Iron smelting, using local iron ore, took place in valley, on the banks of the Madriu River. The forge, a so-called Catalan style forge typical of the Pyrenees, was abandoned in 1790.

The high pasture was grazed in the summer by sheep, cows and horses, with the land owned on a communal basis since the Middle Ages. Shepherds spend the summer in borders, small stone huts with turf roofs. The animals' milk was used to make cheese.

Tracks link the valley to Roussillon to the east, the Languedoc to the north, and Catalonia to the south; tracks paved with flat stones connect the valley to the centre of Andorra.

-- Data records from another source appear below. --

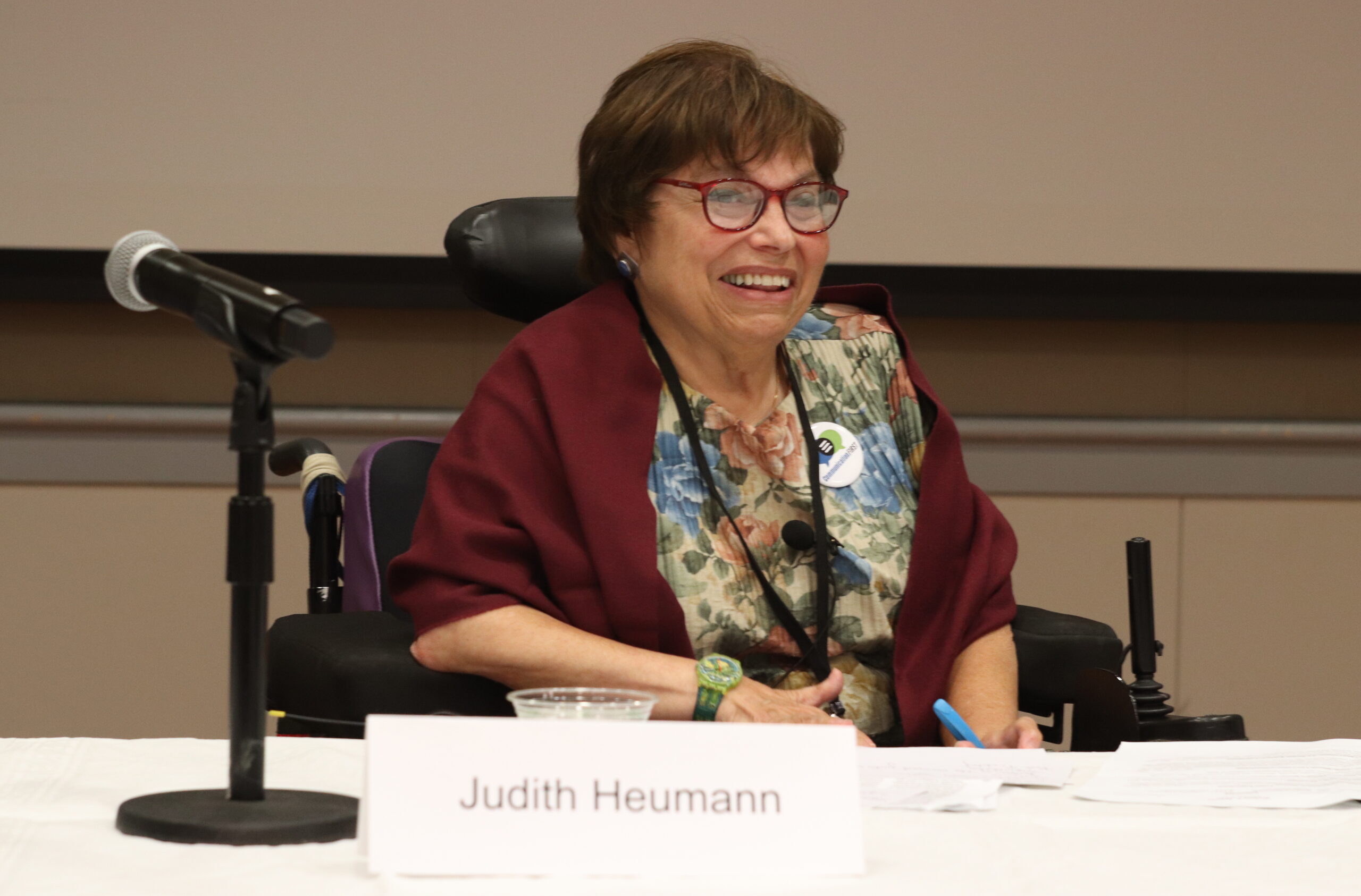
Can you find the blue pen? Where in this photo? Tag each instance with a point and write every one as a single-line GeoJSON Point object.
{"type": "Point", "coordinates": [954, 724]}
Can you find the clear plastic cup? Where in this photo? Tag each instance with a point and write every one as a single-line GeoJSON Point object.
{"type": "Point", "coordinates": [583, 703]}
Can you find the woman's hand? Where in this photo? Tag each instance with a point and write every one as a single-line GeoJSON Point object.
{"type": "Point", "coordinates": [1021, 734]}
{"type": "Point", "coordinates": [754, 702]}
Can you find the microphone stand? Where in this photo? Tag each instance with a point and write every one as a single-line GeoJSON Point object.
{"type": "Point", "coordinates": [246, 814]}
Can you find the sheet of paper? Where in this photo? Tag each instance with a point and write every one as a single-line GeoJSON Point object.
{"type": "Point", "coordinates": [1009, 766]}
{"type": "Point", "coordinates": [1261, 774]}
{"type": "Point", "coordinates": [885, 789]}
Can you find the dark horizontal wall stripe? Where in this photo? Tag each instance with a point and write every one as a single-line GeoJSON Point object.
{"type": "Point", "coordinates": [425, 282]}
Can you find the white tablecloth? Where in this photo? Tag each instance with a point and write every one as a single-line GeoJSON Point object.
{"type": "Point", "coordinates": [59, 796]}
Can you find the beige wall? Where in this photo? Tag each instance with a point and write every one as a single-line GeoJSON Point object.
{"type": "Point", "coordinates": [409, 358]}
{"type": "Point", "coordinates": [1073, 132]}
{"type": "Point", "coordinates": [115, 610]}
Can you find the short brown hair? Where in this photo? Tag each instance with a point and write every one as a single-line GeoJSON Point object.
{"type": "Point", "coordinates": [681, 103]}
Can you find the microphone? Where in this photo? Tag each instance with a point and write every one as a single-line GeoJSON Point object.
{"type": "Point", "coordinates": [801, 536]}
{"type": "Point", "coordinates": [146, 271]}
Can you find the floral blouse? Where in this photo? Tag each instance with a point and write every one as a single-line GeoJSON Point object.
{"type": "Point", "coordinates": [852, 374]}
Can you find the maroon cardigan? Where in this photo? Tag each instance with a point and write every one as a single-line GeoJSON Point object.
{"type": "Point", "coordinates": [540, 497]}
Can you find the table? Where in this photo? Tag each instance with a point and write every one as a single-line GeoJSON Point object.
{"type": "Point", "coordinates": [59, 796]}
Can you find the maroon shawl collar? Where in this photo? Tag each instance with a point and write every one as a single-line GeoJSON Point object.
{"type": "Point", "coordinates": [540, 497]}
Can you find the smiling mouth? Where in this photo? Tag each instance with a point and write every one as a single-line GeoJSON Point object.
{"type": "Point", "coordinates": [759, 282]}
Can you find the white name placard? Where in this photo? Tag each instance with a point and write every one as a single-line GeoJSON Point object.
{"type": "Point", "coordinates": [502, 796]}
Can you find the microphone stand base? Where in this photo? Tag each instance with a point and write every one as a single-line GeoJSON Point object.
{"type": "Point", "coordinates": [207, 816]}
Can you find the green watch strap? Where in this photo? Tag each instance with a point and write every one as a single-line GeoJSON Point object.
{"type": "Point", "coordinates": [718, 675]}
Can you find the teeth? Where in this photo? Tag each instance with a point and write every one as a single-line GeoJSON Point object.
{"type": "Point", "coordinates": [757, 281]}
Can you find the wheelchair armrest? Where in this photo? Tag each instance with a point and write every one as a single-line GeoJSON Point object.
{"type": "Point", "coordinates": [348, 665]}
{"type": "Point", "coordinates": [1053, 649]}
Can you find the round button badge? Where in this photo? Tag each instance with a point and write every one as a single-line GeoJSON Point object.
{"type": "Point", "coordinates": [840, 456]}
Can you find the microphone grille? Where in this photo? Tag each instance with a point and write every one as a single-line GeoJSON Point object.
{"type": "Point", "coordinates": [123, 261]}
{"type": "Point", "coordinates": [798, 535]}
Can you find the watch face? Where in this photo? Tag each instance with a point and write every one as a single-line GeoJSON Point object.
{"type": "Point", "coordinates": [720, 672]}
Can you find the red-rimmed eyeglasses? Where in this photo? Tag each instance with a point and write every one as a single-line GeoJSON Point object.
{"type": "Point", "coordinates": [737, 205]}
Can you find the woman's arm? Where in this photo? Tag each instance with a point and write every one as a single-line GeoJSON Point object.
{"type": "Point", "coordinates": [983, 688]}
{"type": "Point", "coordinates": [522, 648]}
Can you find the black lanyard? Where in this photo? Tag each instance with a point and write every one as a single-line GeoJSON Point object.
{"type": "Point", "coordinates": [814, 653]}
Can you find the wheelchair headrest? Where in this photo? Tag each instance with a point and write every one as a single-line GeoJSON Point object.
{"type": "Point", "coordinates": [518, 257]}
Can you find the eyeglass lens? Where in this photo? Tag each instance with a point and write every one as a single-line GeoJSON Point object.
{"type": "Point", "coordinates": [809, 208]}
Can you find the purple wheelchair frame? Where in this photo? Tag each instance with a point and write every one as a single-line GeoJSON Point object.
{"type": "Point", "coordinates": [363, 577]}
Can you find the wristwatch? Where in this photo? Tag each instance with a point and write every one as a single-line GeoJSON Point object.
{"type": "Point", "coordinates": [718, 675]}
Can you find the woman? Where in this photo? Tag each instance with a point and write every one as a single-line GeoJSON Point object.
{"type": "Point", "coordinates": [694, 460]}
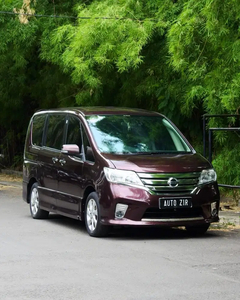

After a period of neglect, many of the structures, such as the shepherds' huts, trackways, and field boundary walls, have been restored in recent years. There are no plans to build an access road, and the land is intended to be developed as a distinctive area for farming of high-quality livestock, and for limited tourism.

Two of the GR footpaths pass through the valley, the GR 7 and GR 11, as well as the GRP circuit of Andorra. There are several refuges for hikers to stay the night, including some which are staffed in season.